Step 6: Rest, Relax, Sleep
Sleeping off a migraine is a tried and true method of relief for many people. However, what if you feel too sick to sleep or you’re in a situation that makes sleep impossible? Then rest and relax as best you can for the situation. If you’re home, zone out in front of the TV (computers and books can make things worse because of neck and eye strain). Being at work is hard, but relax your muscles and try to get as comfortable as possible.
Step 7: Ginger
Ginger tea or candied ginger may help with the nausea. This folk remedy can be helpful for the stomach upset that comes with a migraine.
Step 8: Exercise
Regular exercise is very important to help prevent migraines from starting. Exercise reduces stress, loosens tight muscles and helps with blood sugar levels. Whatever you like to do is good. Just try to avoid things that stress your neck. (Which most of us should probably be avoiding anyway.)

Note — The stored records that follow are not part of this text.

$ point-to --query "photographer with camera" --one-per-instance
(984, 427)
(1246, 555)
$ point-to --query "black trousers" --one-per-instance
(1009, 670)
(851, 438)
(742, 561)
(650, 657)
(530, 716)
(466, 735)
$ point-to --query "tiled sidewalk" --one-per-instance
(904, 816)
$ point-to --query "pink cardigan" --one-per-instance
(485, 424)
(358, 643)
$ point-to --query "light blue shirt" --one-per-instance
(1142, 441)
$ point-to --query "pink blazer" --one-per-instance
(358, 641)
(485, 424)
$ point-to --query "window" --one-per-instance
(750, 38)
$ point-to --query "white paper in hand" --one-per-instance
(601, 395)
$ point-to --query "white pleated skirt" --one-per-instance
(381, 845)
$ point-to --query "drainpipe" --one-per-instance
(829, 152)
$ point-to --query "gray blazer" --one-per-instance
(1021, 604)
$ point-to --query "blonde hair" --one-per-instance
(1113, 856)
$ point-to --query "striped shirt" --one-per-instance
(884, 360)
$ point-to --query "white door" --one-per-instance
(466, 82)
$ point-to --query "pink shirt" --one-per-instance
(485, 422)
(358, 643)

I find exercising with a migraine sometimes helps the headache, but check with your doctor first to see if it’s okay for you.
Step 9: Adjust Your Environmental Temperature
Being too hot or too cold makes a migraine worse. Try adjusting your thermostat. Add or peel off layers of clothing or blankets as you get warmer or cooler. Adjust as often as you need to maintain a comfortable temperature.
Step 10: Feel Better!
I hope some of these easy home remedies help your headaches. I know there are many more things to try (I think I've tried them all!), but this is a very good start. And everything on this list is good for you even when you don't have a migraine. Good luck and feel better!